Israeli president clears the way for snap election
Israeli President Shimon Peres said on Monday that efforts to form a new government had failed, paving the way for snap elections that could turn on the future of the Middle East peace process.
Peres formally cleared the way for an election by announcing that efforts to set up a government to replace the coalition headed by outgoing Prime Minister Ehud Olmert, who is stepping down to battle corruption allegations, had failed.
“After having consulted with representatives of all parliamentary factions I would like to inform you that I see no possibility of forming a government,” Peres said in a letter he delivered to Parliament speaker Dalia Itzik.
Lawmakers now have three weeks to agree on a date for the election, after which Parliament will be automatically dissolved and a vote held three months later in February 2009.
The governing Kadima party, the left-of-centre Labour and the right-wing Likud were already mapping out the outlines of their political agendas for a campaign that will likely focus on the future of the Middle East peace process.
“We have been in a period of uncertainty for several months and therefore the elections should take place as soon as possible,” Foreign Minister and Kadima chairperson Tzipi Livni told Parliament ahead of Peres’s announcement.
Livni said she instructed her party to discuss a date for the vote with other factions after abandoning efforts to form a coalition because she would not cave in to the religious Shas party’s conditions.
“I was ready to pay a certain price ... but I wasn’t ready to mortgage the future of Israel,” Livni said after Shas set budgetary conditions and insisted the fate of Jerusalem could not be included in peace talks.
Livni was elected Kadima leader last month to replace the scandal-plagued Olmert, who will remain interim premier until a new government is in place.
Livni made it clear she would maintain Olmert’s policies favouring the creation of a Palestinian state alongside Israel, but with the Jewish state to retain its major settlements in the West Bank.
Both Israel and the Palestinian had pledged to try to reach a deal before United States President George Bush leaves office in January, but the talks have made little visible progress.
Palestinian Prime Minister Salam Fayyad warned that peacemaking was “teetering” because of continued settlement construction and the construction of Israel’s controversial separation barrier.
“Time has become more pressing, as far as such a solution is concerned, with every brick added to the settlements, every new road built for the settlers and every stone lengthening the wall,” he said.
With Israel going to early elections, peace efforts are now likely to hang in limbo for several months as both sides remain deeply divided on core issues, including the fate of the settlements and the future status of Jerusalem.
Israel considers the whole city its eternal and undivided capital, but the Palestinians have demanded east Jerusalem as the capital of their future state.
Israel captured the mostly Arab sector of the city in the 1967 war and annexed it in a move not recognised by the international community.

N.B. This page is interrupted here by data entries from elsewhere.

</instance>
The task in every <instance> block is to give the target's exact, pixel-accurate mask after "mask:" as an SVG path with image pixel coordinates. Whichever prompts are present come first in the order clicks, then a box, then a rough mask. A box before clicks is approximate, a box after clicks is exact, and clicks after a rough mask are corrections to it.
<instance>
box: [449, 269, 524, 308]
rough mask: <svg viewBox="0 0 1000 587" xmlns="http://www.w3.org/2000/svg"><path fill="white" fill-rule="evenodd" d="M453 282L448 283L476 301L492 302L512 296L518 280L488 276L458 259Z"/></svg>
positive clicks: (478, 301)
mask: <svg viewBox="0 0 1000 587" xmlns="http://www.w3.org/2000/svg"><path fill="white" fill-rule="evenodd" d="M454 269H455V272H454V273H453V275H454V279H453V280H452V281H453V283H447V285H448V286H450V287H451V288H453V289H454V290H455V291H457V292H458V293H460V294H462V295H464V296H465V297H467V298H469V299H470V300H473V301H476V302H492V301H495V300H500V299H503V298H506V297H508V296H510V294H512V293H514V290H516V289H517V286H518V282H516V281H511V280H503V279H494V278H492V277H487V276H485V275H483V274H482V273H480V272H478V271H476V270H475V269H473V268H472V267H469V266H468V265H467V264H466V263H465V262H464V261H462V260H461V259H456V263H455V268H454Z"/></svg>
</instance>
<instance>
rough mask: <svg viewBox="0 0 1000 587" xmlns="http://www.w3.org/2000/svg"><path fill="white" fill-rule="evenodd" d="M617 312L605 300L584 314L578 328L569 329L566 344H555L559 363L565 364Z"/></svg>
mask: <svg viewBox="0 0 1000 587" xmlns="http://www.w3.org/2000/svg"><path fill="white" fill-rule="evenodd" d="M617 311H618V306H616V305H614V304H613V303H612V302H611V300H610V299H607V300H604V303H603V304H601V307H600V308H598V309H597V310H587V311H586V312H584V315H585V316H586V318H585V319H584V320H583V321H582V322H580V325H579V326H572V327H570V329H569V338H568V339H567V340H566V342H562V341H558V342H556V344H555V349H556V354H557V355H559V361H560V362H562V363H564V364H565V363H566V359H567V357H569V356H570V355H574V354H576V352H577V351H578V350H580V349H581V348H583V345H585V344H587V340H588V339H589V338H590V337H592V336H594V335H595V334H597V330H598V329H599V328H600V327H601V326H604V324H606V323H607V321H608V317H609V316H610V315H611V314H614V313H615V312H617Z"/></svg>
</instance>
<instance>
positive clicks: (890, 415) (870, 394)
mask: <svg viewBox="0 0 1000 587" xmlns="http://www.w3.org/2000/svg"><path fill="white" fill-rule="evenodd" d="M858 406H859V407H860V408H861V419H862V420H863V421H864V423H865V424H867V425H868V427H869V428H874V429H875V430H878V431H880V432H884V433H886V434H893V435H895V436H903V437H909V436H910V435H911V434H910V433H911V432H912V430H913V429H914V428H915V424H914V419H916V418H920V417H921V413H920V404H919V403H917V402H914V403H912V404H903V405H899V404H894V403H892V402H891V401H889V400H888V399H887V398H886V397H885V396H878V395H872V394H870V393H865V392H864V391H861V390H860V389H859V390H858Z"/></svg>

Likud, which is headed by hard-line former prime minister Benjamin Netanyahu, claims that Kadima and Livni are willing to divide Jerusalem and to withdraw from the West Bank, which Israel calls Judea and Samaria.
“It turns out the Kadima leaders are ready to give up the whole of Judea and Samaria and carry out the programme of the extreme left,” Likud parliamentary leader Gideon Saar said.
He insisted Likud would devote itself to maintaining Israel’s security interests in the West Bank as well as its “national heritage”—a reference to Jewish settlements rooted in religious and nationalist claims to the land.
A poll published in the Yediot Aharonot newspaper indicated Kadima would win 29 of the 120 parliamentary seats while Likud would get 26 and Labour would win just 11 seats if elections were held now.
A majority of 61 MPs is required to form a government.
Kadima currently has 29 deputies, Labour has 19, while Likud and Shas each have 12.—AFP.